Youthful David Cameron promised to "switch on a whole new generation to the Conservative Party" as he made a confident pitch for the party leadership yesterday.
At 38 - his birthday is Sunday - critics claim he is too young and inexperienced to lead.
But Mr Cameron made a virtue of his fresh face, telling Tory activists a "young, passionate, energetic leader" might not be a bad idea.
He said he wanted people to "feel good about being Conservatives again". And his speech, not lacking in passion or energy, was rewarded with an enthusiastic three-minute ovation.
Despite his recent promotion to the role of shadow Education Secretary, he is less well known to the public and Conservative Party members than David Davis, the bookies' choice.
And his profile is lower than Ken Clarke, who also spoke yesterday.
But Mr Cameron's supporters have long insisted the more people get to see their man, the more they will like him. Yesterday's speech was make-or-break for Mr Cameron. And there was an added pressure.
If he doesn't win, he can try for the party leadership next time. For Mr Davis and Mr Clarke, this may be their last chance. But the way he conducts himself now will be remembered by fellow MPs and party members.
Mr Cameron gave a brutal assessment of the Conservative performance at the last election. Labour, he said, had "dumbed down the education system, demoralised the health system, and bankrupted the pension system . . . It's made promises that no-one believes."
But the Tories still couldn't win. He told delegates: "Let's have the courage to say, they've failed - but so have we. We must look ourselves in the eye, and make this pledge - never, ever, again."
He gave delegates a taste of his passionate style, in a heartfelt section dealing with education.
Mr Cameron, the father of a severely disabled son, condemned Labour for closing special schools.
"Labour's idea of compassion is to put every child in the same class in the same school - and call it equality and inclusion. But I say that's not compassion. It's heartless, it's gutless and it's got to stop."
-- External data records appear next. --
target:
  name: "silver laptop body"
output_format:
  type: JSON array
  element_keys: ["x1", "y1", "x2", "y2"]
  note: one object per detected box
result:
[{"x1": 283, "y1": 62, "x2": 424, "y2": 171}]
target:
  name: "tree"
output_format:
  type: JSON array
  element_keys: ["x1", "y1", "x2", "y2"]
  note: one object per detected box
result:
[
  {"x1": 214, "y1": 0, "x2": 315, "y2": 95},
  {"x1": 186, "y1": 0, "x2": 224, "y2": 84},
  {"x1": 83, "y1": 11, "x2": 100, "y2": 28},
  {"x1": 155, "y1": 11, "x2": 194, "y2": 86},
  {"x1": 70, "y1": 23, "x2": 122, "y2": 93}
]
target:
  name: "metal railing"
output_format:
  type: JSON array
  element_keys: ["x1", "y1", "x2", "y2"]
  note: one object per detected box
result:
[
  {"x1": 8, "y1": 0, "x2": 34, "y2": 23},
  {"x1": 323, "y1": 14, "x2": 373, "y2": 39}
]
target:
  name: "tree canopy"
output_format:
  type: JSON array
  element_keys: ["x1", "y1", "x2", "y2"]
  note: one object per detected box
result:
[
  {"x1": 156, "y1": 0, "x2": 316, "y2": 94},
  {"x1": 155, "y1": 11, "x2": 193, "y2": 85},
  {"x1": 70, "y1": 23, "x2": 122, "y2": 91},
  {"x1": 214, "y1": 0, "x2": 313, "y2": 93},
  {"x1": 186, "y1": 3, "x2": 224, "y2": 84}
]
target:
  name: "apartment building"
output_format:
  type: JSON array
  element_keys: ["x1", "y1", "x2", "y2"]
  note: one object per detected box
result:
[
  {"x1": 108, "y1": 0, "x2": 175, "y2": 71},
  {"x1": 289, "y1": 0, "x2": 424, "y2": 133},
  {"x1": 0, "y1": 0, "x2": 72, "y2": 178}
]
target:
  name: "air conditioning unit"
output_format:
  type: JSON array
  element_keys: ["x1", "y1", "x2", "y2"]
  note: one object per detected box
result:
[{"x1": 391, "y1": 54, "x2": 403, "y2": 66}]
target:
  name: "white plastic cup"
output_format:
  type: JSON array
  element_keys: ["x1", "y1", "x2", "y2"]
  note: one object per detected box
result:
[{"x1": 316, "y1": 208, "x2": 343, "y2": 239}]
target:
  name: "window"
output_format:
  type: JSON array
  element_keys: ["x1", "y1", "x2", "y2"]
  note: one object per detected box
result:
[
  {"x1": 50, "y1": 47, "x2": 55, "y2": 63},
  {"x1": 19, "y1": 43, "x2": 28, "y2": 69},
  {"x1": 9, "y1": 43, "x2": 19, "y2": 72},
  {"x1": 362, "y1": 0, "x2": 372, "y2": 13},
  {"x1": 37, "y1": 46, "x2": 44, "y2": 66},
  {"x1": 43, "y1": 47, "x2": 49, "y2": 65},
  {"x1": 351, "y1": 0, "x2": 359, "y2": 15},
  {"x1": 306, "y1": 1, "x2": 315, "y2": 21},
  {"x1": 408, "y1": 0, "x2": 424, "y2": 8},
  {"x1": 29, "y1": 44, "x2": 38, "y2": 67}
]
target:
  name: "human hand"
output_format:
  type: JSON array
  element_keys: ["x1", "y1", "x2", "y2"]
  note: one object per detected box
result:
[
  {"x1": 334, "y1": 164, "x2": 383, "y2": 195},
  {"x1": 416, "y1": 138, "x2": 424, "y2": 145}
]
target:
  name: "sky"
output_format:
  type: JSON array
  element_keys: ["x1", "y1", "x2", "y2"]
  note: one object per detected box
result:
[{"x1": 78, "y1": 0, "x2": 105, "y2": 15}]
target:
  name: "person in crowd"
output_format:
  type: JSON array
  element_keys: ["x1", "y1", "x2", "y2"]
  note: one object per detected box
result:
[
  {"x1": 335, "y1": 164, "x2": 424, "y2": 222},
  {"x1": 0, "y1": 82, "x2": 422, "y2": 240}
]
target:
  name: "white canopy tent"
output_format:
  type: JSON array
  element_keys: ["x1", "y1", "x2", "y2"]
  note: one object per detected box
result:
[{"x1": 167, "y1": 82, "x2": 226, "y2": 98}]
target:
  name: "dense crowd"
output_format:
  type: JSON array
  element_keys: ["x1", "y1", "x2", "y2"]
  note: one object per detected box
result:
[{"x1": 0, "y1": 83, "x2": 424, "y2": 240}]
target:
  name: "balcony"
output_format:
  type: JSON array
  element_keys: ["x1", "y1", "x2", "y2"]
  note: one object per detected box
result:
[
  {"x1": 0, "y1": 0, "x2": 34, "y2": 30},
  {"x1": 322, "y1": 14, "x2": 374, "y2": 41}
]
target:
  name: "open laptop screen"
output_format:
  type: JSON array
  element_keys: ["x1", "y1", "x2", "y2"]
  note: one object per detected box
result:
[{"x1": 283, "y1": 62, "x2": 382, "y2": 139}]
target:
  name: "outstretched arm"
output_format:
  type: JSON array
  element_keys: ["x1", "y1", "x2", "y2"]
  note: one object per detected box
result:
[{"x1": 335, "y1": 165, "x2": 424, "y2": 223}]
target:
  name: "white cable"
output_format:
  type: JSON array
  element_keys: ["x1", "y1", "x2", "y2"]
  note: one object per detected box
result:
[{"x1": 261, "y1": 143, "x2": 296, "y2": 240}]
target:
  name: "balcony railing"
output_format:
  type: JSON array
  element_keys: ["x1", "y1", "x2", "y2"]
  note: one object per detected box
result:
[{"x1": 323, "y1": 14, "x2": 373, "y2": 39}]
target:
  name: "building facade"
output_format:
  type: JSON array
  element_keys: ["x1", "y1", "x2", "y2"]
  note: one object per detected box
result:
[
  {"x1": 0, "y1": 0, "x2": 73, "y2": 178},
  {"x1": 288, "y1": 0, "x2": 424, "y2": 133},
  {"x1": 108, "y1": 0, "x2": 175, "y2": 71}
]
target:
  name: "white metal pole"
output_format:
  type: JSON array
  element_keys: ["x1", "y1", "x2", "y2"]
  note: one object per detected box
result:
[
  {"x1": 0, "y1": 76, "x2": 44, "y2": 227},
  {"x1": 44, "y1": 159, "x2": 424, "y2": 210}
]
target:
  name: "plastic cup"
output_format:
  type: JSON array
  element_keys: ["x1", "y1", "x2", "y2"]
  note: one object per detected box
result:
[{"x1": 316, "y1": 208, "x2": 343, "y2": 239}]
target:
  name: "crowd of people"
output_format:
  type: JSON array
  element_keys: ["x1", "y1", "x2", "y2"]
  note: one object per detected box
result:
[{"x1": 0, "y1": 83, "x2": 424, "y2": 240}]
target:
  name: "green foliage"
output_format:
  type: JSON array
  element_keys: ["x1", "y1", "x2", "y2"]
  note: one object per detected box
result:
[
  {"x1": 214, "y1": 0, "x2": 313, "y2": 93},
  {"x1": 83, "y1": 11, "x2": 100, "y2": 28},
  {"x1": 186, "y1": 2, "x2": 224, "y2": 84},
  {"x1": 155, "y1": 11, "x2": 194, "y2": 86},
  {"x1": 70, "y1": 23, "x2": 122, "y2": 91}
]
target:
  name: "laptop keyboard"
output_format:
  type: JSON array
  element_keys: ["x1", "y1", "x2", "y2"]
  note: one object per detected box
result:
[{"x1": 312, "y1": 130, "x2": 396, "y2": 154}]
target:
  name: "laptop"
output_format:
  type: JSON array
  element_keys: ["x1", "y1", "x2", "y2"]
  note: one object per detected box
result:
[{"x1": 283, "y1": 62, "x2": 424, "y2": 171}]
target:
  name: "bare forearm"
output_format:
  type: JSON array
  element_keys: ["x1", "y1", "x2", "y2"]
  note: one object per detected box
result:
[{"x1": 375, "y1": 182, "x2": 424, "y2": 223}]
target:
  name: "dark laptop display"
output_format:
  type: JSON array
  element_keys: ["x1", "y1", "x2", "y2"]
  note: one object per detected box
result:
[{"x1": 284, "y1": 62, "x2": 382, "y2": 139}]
But he warned the party couldn't assume it would get the chance to put principles into practice.
"There are some people who say, 'all we've got to do is wait for the economy to hit the rocks, for Gordon Brown to be more left-wing than Blair. All we need is one more heave'.
"I think that's a pathetic way for a great party to behave. One more heave means one more defeat."
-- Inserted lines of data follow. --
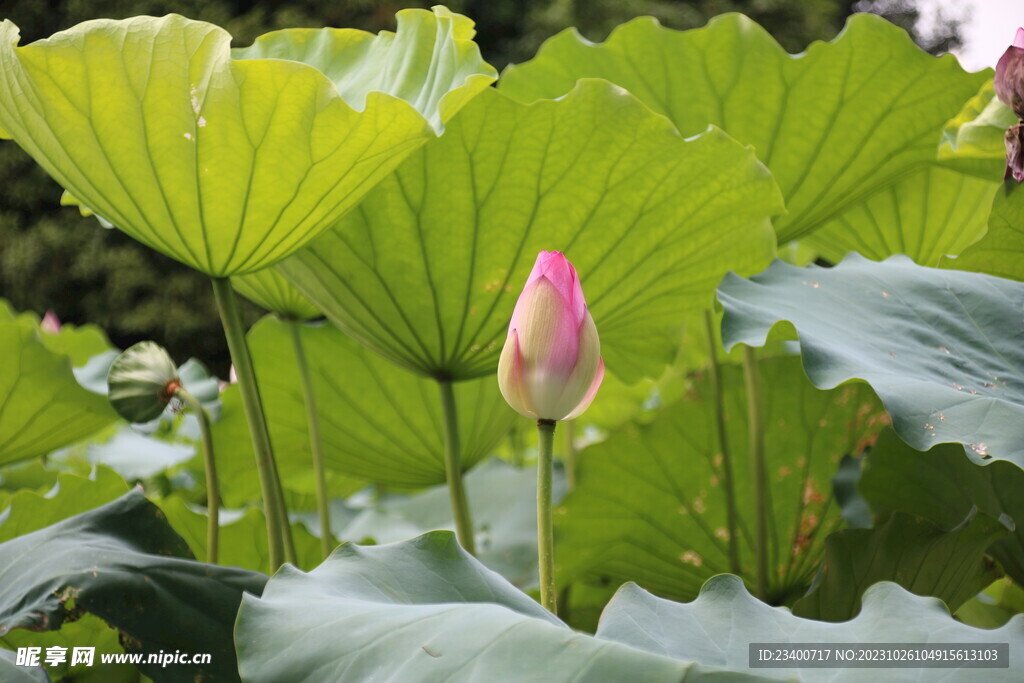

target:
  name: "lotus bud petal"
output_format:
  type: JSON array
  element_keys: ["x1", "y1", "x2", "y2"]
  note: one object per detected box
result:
[
  {"x1": 1004, "y1": 124, "x2": 1024, "y2": 182},
  {"x1": 39, "y1": 310, "x2": 60, "y2": 335},
  {"x1": 994, "y1": 28, "x2": 1024, "y2": 119},
  {"x1": 106, "y1": 341, "x2": 181, "y2": 423},
  {"x1": 498, "y1": 251, "x2": 604, "y2": 420}
]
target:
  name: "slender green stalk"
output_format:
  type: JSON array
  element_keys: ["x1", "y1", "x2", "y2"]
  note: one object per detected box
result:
[
  {"x1": 562, "y1": 420, "x2": 578, "y2": 493},
  {"x1": 743, "y1": 346, "x2": 768, "y2": 600},
  {"x1": 537, "y1": 420, "x2": 558, "y2": 614},
  {"x1": 287, "y1": 321, "x2": 334, "y2": 559},
  {"x1": 211, "y1": 278, "x2": 291, "y2": 573},
  {"x1": 437, "y1": 380, "x2": 476, "y2": 555},
  {"x1": 174, "y1": 385, "x2": 220, "y2": 564},
  {"x1": 509, "y1": 425, "x2": 526, "y2": 468},
  {"x1": 705, "y1": 309, "x2": 741, "y2": 574}
]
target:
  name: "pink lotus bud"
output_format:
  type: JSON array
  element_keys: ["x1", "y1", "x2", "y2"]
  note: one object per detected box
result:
[
  {"x1": 39, "y1": 310, "x2": 60, "y2": 335},
  {"x1": 498, "y1": 251, "x2": 604, "y2": 420},
  {"x1": 994, "y1": 28, "x2": 1024, "y2": 119}
]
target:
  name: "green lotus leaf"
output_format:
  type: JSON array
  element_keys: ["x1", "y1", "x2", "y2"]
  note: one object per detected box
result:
[
  {"x1": 0, "y1": 8, "x2": 494, "y2": 276},
  {"x1": 0, "y1": 316, "x2": 117, "y2": 465},
  {"x1": 555, "y1": 356, "x2": 884, "y2": 602},
  {"x1": 0, "y1": 465, "x2": 128, "y2": 543},
  {"x1": 598, "y1": 577, "x2": 1024, "y2": 683},
  {"x1": 939, "y1": 81, "x2": 1017, "y2": 180},
  {"x1": 214, "y1": 316, "x2": 515, "y2": 502},
  {"x1": 0, "y1": 489, "x2": 266, "y2": 681},
  {"x1": 280, "y1": 80, "x2": 782, "y2": 380},
  {"x1": 231, "y1": 5, "x2": 498, "y2": 134},
  {"x1": 806, "y1": 166, "x2": 999, "y2": 267},
  {"x1": 793, "y1": 509, "x2": 1013, "y2": 622},
  {"x1": 859, "y1": 429, "x2": 1024, "y2": 585},
  {"x1": 338, "y1": 458, "x2": 566, "y2": 590},
  {"x1": 499, "y1": 14, "x2": 989, "y2": 243},
  {"x1": 236, "y1": 531, "x2": 768, "y2": 683},
  {"x1": 954, "y1": 180, "x2": 1024, "y2": 281},
  {"x1": 0, "y1": 651, "x2": 50, "y2": 683},
  {"x1": 718, "y1": 254, "x2": 1024, "y2": 467},
  {"x1": 231, "y1": 268, "x2": 323, "y2": 321}
]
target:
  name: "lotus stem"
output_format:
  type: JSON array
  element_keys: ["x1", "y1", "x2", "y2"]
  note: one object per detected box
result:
[
  {"x1": 705, "y1": 309, "x2": 741, "y2": 574},
  {"x1": 286, "y1": 321, "x2": 334, "y2": 559},
  {"x1": 537, "y1": 420, "x2": 558, "y2": 614},
  {"x1": 743, "y1": 346, "x2": 769, "y2": 600},
  {"x1": 174, "y1": 384, "x2": 220, "y2": 564},
  {"x1": 509, "y1": 425, "x2": 526, "y2": 469},
  {"x1": 211, "y1": 278, "x2": 294, "y2": 573},
  {"x1": 562, "y1": 420, "x2": 578, "y2": 493},
  {"x1": 437, "y1": 380, "x2": 476, "y2": 555}
]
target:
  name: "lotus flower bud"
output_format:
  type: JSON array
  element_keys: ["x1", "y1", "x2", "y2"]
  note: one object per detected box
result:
[
  {"x1": 994, "y1": 28, "x2": 1024, "y2": 119},
  {"x1": 498, "y1": 251, "x2": 604, "y2": 420},
  {"x1": 106, "y1": 342, "x2": 181, "y2": 423}
]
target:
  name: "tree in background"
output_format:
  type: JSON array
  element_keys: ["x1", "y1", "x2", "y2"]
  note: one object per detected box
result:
[{"x1": 0, "y1": 0, "x2": 959, "y2": 377}]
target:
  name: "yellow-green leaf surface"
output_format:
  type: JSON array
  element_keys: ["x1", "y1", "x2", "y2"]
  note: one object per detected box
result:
[
  {"x1": 0, "y1": 311, "x2": 116, "y2": 464},
  {"x1": 214, "y1": 316, "x2": 515, "y2": 493},
  {"x1": 279, "y1": 79, "x2": 782, "y2": 380},
  {"x1": 0, "y1": 8, "x2": 494, "y2": 276},
  {"x1": 807, "y1": 166, "x2": 998, "y2": 267},
  {"x1": 939, "y1": 81, "x2": 1017, "y2": 180},
  {"x1": 231, "y1": 268, "x2": 323, "y2": 321},
  {"x1": 555, "y1": 356, "x2": 883, "y2": 600},
  {"x1": 500, "y1": 14, "x2": 987, "y2": 243},
  {"x1": 942, "y1": 179, "x2": 1024, "y2": 281}
]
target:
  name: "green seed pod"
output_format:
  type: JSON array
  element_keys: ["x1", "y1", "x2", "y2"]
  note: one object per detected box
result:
[{"x1": 106, "y1": 341, "x2": 181, "y2": 422}]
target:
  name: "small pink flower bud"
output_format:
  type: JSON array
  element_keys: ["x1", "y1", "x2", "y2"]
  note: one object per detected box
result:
[
  {"x1": 994, "y1": 28, "x2": 1024, "y2": 182},
  {"x1": 39, "y1": 310, "x2": 60, "y2": 335},
  {"x1": 498, "y1": 251, "x2": 604, "y2": 420},
  {"x1": 1002, "y1": 124, "x2": 1024, "y2": 182},
  {"x1": 994, "y1": 28, "x2": 1024, "y2": 119}
]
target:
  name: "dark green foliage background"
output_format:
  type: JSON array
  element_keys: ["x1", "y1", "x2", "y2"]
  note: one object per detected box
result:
[{"x1": 0, "y1": 0, "x2": 957, "y2": 376}]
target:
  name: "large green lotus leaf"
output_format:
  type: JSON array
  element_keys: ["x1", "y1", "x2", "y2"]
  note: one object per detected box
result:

He added: "Let's give Gordon the fight of his life."
To do this, the party had to change, he said. The party needed a message relevant "to the people living in our inner cities, of all races and religions, grappling with the problems caused by family breakdown, poor housing and low aspirations.
"We know we have a shared responsibility; that we're all in this together; that there is such a thing as society - it's just not the same as the state."
Changing the party would be "a wonderful journey", he said. But he urged Conservatives: "Come with me."